23 of 23 people found this review helpful
I listened to this in addition to reading the book in preparation for a book review. I was surprised at how sarcastic the narration came across in this audio version. It gave me a completely different view of the author and I can't help wondering what the book would have felt like if the author had preformed the audio herself and from which perspective she would present herself. As far as the writing went I appreciated the author's ability to share the diverse personalities, flaws and all, of her subjects and still present a friendly view of them. I learned a huge amount about florida, orchids, smuggling and the people attracted to all three. With so much detail to cover and many tangents to intigrate into the book Orlean's writing style is well suited to the material. The result is a very human view of a odd microcosim within our human family.
9 of 10 people found this review helpful
A very interesting story and one I will pick up in hard copy. Unfortunately the audible version is strangely narrated. The narrator is inconsistent in tone and seems to rush through the book. The first quarter of the book the chapters do not merge well and end of sentences are lost.

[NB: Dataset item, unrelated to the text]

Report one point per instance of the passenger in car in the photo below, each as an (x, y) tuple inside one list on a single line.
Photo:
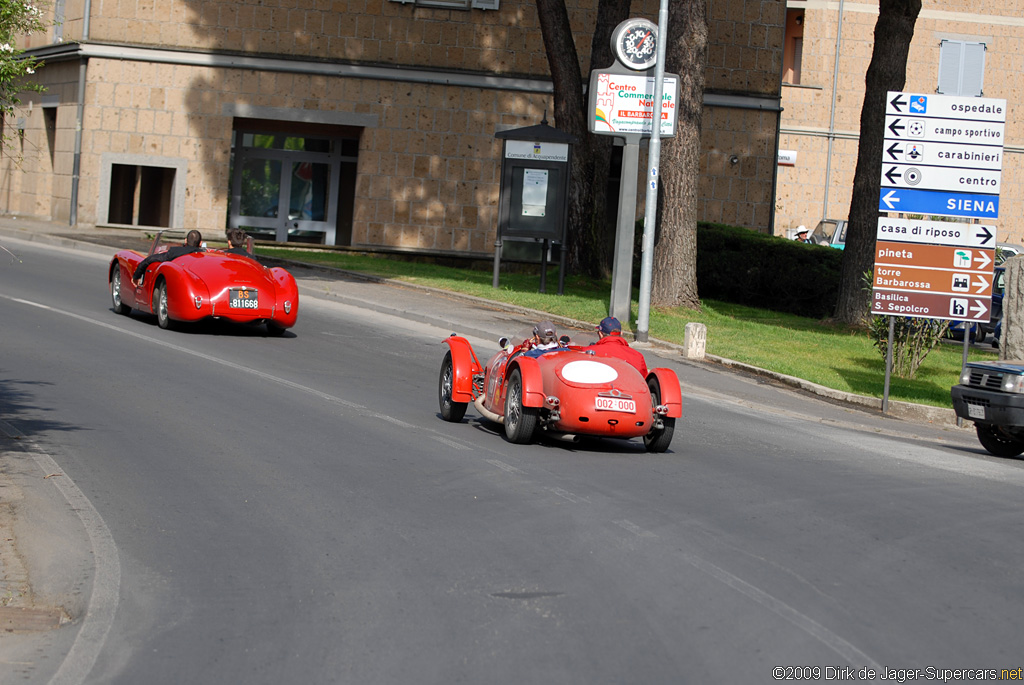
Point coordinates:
[(194, 241), (611, 343), (238, 243)]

1 of 1 people found this review helpful
The Orchid Thief, like many flowers I've stuck in a vase of water and left by the window sill, died on me. Susan Orleans's New York Times bestseller has a lot of threads to follow. The main one, as I understood it, was of her following the titular orchid thief, John Laroche, around the time he was put on trial for stealing orchids with two members of the Seminole tribe. In between this main story arc are several other sub-threads that explore the Victorian era "orchid fever" and the story of an "orchid hunter", the community of orchid growers and buyers and disputes between the local Seminole tribe and the Florida government, among others. It was this openness to going off on tangents that left me confused a few times and I often yearned to hear "Laroche" so I, at least, knew if the author had decided to go back to the actual main character of the book or go off on another tangent.